In U.S. Pat. No. 4,203,158, Frohman-Bentchkowsky et al. disclose an electrically programmable erasable MOS memory device fabricated on a P-type silicon substrate and including N-type source and drain regions defining a channel therebetween. An electrically floating polysilicon gate is formed above the channel. The floating gate for most of the channel is separated from the substrate by an oxide layer of between 500 .ANG. and 1000 .ANG. thick. A much smaller area of the floating gate is separated from the substrate by a thin oxide layer of between 70 .ANG. and 200 .ANG. thick. This thin oxide layer extends over a third N-type region which is contiguous with the source region. The floating gate also extends over a portion of the third region and is separated from the third region by the thin oxide region. A polysilicon program gate is disposed above the floating gate and insulated therefrom by another oxide layer. The drain region of the memory device may also be a source for a selection transistor whose gate is coupled to a word select line.
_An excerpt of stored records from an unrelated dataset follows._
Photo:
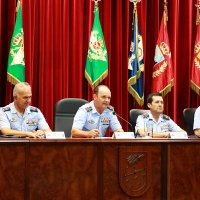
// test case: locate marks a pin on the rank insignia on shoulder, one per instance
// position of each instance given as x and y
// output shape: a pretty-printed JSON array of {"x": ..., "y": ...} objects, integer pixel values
[
  {"x": 91, "y": 121},
  {"x": 145, "y": 115},
  {"x": 166, "y": 117},
  {"x": 5, "y": 109},
  {"x": 110, "y": 108},
  {"x": 33, "y": 109},
  {"x": 88, "y": 109}
]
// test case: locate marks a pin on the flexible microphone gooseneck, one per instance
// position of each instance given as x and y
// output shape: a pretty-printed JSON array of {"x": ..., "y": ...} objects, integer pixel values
[{"x": 114, "y": 113}]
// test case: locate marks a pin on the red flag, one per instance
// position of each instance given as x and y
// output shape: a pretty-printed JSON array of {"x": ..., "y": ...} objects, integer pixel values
[
  {"x": 195, "y": 74},
  {"x": 162, "y": 75}
]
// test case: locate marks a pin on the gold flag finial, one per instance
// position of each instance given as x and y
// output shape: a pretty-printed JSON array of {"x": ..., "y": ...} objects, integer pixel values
[
  {"x": 135, "y": 4},
  {"x": 96, "y": 1},
  {"x": 198, "y": 12},
  {"x": 165, "y": 12}
]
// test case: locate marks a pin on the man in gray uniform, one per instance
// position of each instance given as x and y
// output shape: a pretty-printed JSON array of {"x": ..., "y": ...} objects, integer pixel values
[
  {"x": 19, "y": 118},
  {"x": 161, "y": 124},
  {"x": 93, "y": 119}
]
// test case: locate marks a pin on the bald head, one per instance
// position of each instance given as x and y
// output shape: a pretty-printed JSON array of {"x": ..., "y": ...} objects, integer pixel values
[{"x": 19, "y": 87}]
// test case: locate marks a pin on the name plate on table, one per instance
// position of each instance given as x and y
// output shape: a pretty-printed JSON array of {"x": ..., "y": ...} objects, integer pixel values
[
  {"x": 55, "y": 135},
  {"x": 178, "y": 135},
  {"x": 123, "y": 135}
]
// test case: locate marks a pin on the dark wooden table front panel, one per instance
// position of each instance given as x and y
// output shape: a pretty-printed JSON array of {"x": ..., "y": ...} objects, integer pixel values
[
  {"x": 99, "y": 169},
  {"x": 184, "y": 171},
  {"x": 13, "y": 159}
]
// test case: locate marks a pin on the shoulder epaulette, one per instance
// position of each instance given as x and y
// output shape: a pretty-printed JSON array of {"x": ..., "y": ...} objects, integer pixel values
[
  {"x": 5, "y": 109},
  {"x": 166, "y": 117},
  {"x": 110, "y": 108},
  {"x": 145, "y": 115},
  {"x": 33, "y": 109},
  {"x": 88, "y": 109}
]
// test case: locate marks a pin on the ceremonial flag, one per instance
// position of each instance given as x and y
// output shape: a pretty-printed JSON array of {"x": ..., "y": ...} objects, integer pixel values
[
  {"x": 195, "y": 74},
  {"x": 97, "y": 59},
  {"x": 136, "y": 63},
  {"x": 163, "y": 79},
  {"x": 16, "y": 63}
]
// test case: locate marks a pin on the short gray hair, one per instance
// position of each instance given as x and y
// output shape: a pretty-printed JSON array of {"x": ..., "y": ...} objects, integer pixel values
[{"x": 20, "y": 86}]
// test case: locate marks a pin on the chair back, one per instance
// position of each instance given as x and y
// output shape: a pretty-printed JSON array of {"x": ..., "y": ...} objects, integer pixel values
[
  {"x": 188, "y": 120},
  {"x": 64, "y": 112},
  {"x": 134, "y": 113}
]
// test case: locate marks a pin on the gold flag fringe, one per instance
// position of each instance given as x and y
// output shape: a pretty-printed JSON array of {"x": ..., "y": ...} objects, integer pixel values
[
  {"x": 167, "y": 89},
  {"x": 99, "y": 80},
  {"x": 139, "y": 99},
  {"x": 194, "y": 87}
]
The memory device is fabricated by a process in which the overlap of the floating gate with the third region is formed by first growing the thicker gate oxide and then forming a slot in the oxide above the overlap area. The slot is used to diffuse or implant an N-type dopant, such as arsenic, into the third region and also to define the thin oxide layer. Then the floating gate is formed. Alternatively, a separate doping step to define the third region may be avoided by causing sufficient lateral diffusion from the source region to provide the necessary overlap with the floating gate.
In U.S. Pat. No. 4,598,460, Owens et al. disclose a method of making an integrated circuit EPROM having EPROM devices together with N-channel and P-channel peripheral devices, in which independently adjustable thresholds are provided for each of the three device types. The EPROM devices are formed with steps which may include etching through a polysilicon layer, an interpoly oxide layer and another polysilicon layer to form both a control gate and a floating gate beneath it, then implanting N-type arsenic ions adjacent to these gates, using the gates as a self-aligning mask, to form source and drain regions. This may be followed by a phosphorus ion implant into the same source and drain regions using the same mask as was used for the arsenic implant. Since phosphorus has a greater diffusion rate than arsenic, subsequent heating results in the phosphorus outrunning the arsenic and spreading the sources and drains downward and laterally to create a high density core of arsenic ions for good ohmic contact surrounded by a low density shell of phosphorus ions that extend under the floating gate. Drain extension under the floating gate improves programming efficiency. The low density shell also reduces the chances of shorting due to any slight misregistration between metal contacts and the source and drain cores.
An object of the present invention is to provide a fabrication process and memory cell layout for electrically programmable and rapidly erasable MOS memory devices that result in a smaller memory cell size.